Image Similarity Search Demo
The Austrian Institute of Technology (AIT), Austria's largest non-university research institute, specialises in the key infrastructure issues of the future. Within the Europeana Creative project, AIT contributes to the development of the tourism and design pilot applications. AIT also coordinates the implementation of back-end services and APIs, develops image similarity and geographic mapping services and manages user-generated content services.
Developing an Image Similarity Search
AIT recently presented a demo of the image similarity search service at SUEDL2013, the 2nd International Workshop on Supporting Users Exploration of Digital Libraries. The current implementation supports users who are exploring the content of Europeana and looking for images that share similarities.
Image Similarity Search Process
The search service demonstrated within this paper was developed in the context of the ASSETS project by ISTI-CNR to improve the user experience when exploring Europeana datasets. It is re-used and enhanced within the Europeana Creative project, with the goal of supporting discovery of content suitable for inspiring the creativity of professional designers.

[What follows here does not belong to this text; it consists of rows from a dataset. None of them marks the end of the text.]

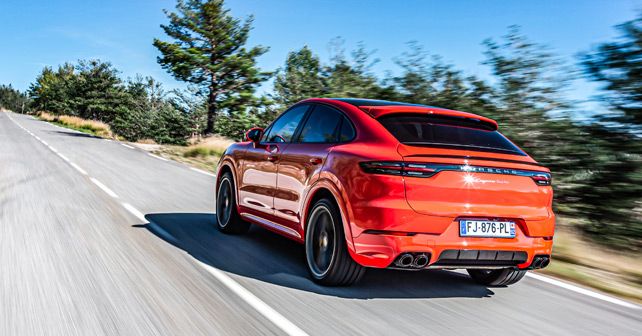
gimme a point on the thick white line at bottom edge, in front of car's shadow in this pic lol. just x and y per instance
(256, 303)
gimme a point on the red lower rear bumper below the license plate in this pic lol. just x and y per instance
(379, 250)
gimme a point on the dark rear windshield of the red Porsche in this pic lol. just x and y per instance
(445, 132)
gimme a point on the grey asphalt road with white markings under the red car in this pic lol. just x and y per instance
(99, 238)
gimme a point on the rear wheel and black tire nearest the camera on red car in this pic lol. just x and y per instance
(326, 253)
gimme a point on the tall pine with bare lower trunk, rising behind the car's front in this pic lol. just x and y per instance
(208, 50)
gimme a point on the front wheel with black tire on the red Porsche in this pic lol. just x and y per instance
(228, 219)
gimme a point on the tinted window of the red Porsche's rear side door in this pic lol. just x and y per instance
(322, 125)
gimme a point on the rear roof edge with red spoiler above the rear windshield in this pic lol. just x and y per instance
(378, 108)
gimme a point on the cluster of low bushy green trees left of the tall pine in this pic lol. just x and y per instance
(135, 109)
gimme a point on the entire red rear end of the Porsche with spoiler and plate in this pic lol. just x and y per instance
(471, 198)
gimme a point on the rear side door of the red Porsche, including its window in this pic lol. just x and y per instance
(301, 162)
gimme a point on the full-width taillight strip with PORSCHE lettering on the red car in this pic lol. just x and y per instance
(420, 169)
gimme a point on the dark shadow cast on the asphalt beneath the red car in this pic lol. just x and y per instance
(268, 257)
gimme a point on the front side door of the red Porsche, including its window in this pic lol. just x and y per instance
(258, 173)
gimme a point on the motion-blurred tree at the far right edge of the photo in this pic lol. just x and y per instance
(613, 199)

In the context of the Europeana Creative project, ongoing research activities are related to the re-use of cultural heritage content for inspiring creative design. Several categories of cultural heritage objects have been identified for use in this context. The current version of the search algorithm provides a good overall retrieval accuracy on the given dataset, but there are certain types of images for which search performance doesn't meet the expectations of professional users.
Screenshot of the demo
Currently AIT is working on increasing the size of the dataset that will be re-used for the implementation of the design pilot application and optimising the effectiveness of the retrieval algorithms for particular classes of objects. Additionally they aim to integrate the service within the Europeana APIs, making it available for any stakeholders building domain-specific applications.

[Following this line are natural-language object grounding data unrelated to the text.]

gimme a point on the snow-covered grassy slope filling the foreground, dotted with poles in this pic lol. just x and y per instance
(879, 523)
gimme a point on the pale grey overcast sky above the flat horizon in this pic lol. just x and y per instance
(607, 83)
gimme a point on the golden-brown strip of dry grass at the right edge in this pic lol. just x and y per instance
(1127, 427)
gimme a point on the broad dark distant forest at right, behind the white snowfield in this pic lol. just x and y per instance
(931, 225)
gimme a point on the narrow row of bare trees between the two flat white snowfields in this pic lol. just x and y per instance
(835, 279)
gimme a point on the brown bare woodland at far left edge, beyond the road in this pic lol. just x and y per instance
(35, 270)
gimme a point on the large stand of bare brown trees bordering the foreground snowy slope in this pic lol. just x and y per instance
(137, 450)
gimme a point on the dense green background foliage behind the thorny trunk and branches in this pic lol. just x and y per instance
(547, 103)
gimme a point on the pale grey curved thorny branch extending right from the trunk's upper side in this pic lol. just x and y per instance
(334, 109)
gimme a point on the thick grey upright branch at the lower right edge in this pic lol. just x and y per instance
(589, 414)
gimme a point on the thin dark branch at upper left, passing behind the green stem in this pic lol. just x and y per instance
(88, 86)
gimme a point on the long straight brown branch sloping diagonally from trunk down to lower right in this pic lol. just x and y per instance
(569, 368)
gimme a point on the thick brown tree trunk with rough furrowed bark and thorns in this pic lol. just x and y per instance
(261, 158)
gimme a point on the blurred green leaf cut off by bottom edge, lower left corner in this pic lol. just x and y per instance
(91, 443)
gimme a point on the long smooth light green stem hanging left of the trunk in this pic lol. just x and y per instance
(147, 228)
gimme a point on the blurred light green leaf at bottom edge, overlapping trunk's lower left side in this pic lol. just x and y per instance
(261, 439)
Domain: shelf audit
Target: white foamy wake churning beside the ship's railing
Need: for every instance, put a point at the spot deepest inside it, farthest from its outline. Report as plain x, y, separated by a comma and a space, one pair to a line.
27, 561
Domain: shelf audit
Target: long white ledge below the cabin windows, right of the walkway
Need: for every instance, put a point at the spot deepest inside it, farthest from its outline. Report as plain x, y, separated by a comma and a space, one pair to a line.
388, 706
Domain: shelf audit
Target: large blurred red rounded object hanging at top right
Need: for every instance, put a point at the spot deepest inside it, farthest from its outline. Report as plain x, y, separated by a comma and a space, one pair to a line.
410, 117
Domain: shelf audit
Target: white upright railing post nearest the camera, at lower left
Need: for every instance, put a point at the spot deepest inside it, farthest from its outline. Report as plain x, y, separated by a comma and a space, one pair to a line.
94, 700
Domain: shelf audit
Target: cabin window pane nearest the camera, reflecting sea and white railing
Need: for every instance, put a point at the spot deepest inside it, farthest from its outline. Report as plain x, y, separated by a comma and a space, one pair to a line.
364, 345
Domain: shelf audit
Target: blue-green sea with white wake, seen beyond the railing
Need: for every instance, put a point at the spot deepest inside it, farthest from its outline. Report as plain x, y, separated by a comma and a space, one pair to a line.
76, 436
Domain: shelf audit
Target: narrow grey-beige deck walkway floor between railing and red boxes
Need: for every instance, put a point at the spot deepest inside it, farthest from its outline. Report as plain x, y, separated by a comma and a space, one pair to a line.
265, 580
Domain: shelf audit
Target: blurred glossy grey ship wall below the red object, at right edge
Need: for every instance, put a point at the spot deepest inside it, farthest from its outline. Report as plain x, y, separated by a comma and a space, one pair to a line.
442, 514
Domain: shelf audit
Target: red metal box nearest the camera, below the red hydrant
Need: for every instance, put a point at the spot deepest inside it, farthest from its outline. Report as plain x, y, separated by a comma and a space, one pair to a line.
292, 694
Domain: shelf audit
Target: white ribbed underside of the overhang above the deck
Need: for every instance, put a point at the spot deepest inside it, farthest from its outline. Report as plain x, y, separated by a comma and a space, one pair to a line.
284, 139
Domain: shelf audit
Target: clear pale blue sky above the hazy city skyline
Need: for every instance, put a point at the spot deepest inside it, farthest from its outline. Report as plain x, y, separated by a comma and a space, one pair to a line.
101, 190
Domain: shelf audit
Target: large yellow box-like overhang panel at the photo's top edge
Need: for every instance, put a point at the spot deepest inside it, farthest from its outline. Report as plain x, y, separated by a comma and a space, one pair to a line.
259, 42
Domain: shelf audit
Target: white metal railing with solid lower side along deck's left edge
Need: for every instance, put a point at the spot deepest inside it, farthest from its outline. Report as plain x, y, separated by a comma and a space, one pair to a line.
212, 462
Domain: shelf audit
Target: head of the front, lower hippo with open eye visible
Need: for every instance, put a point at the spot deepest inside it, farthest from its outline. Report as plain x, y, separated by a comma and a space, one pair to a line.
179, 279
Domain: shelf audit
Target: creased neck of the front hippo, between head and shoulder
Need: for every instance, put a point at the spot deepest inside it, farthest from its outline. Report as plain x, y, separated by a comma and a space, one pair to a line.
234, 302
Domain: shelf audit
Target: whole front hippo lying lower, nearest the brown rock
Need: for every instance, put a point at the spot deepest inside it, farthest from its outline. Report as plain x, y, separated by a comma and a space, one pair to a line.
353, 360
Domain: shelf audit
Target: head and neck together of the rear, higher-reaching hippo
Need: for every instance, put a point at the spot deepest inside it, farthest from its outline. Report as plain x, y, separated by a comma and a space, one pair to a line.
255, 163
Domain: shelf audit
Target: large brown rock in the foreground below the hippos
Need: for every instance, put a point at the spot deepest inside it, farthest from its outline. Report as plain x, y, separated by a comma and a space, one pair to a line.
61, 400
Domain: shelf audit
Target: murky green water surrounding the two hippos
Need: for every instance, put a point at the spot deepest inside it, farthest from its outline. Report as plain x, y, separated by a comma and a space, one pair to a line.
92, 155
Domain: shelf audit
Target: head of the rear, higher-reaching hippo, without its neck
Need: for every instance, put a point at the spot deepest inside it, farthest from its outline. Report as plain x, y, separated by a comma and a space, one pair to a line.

Working with Cultural and Creative Industries
AIT's staff are from very technical backgrounds; one challenge they experienced when working with cultural heritage institutions and creative industry hubs is that AIT focus more on complexity (back-end) while domain experts concentrate on usability (front-end). Domain experts are often not aware of the power of particular technologies, or may not understand what they are good for (something called 'knowledge acquisition bottleneck'). Aligning the terminologies and the goals of the two communities is the key for successful collaboration.

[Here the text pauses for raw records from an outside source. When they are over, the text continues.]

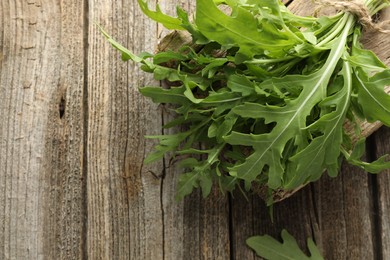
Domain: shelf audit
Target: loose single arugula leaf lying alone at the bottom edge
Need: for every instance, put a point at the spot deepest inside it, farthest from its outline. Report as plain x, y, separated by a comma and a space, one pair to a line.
269, 248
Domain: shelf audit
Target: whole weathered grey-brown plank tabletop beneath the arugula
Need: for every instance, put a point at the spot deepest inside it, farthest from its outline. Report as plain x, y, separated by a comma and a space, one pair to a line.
72, 180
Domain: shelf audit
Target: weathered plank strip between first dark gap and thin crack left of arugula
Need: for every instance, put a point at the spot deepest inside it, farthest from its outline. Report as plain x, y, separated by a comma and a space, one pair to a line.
124, 209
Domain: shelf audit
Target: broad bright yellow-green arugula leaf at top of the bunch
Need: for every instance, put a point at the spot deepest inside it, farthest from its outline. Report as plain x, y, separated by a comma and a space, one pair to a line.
242, 30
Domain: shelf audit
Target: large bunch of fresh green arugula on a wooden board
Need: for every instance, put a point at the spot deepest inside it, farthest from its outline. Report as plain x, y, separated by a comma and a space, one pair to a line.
262, 94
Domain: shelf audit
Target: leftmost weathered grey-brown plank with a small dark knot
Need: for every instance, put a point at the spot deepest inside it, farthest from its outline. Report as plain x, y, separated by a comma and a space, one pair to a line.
41, 187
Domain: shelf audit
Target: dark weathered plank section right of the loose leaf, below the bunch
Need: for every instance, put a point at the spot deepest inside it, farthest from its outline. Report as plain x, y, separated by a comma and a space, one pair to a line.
344, 209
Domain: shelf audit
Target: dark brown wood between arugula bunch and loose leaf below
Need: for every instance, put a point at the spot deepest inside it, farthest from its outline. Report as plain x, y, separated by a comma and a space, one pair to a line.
252, 217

Working with domain experts is both a challenge and an opportunity. For AIT, it is a challenge to be able to fulfil their expectations with the developed applications, and an opportunity to learn new concepts and new ways to make use of technology and to face new ways of perceiving developments such as image similarity. Consequently, this will lead to identification of new research questions and possible implementations.
How It Works
The implementation is based on open source technologies. The MPEG-7 descriptors are computed by using the LIRE feature extractors and the approximate similarity search algorithm uses the Melampo library. The core of the retrieval process is represented by the computation of the similarities between the query and result images. This is performed by employing the cosine similarity computed on colour and shape features extracted from the original images, namely the MPEG-7 Sclable Color, Color Layout and Edge Histogram descriptors.
The current search algorithm has a retrieval accuracy able to satisfy the expectations of public users navigating through the Europeana repository, and it may satisfy the expectations of professional designers searching for certain types of content like paintings, drawings, glass or porcelain objects. For other categories of objects, shape-based descriptors and algorithms may perform better.
Future work will focus on identifying algorithms that are able to maximise the retrieval performance on each of the selected classes of images. We plan to evaluate additional image descriptors (e.g. local and shape-based descriptors) and search algorithms to better satisfy the expectations of design communities.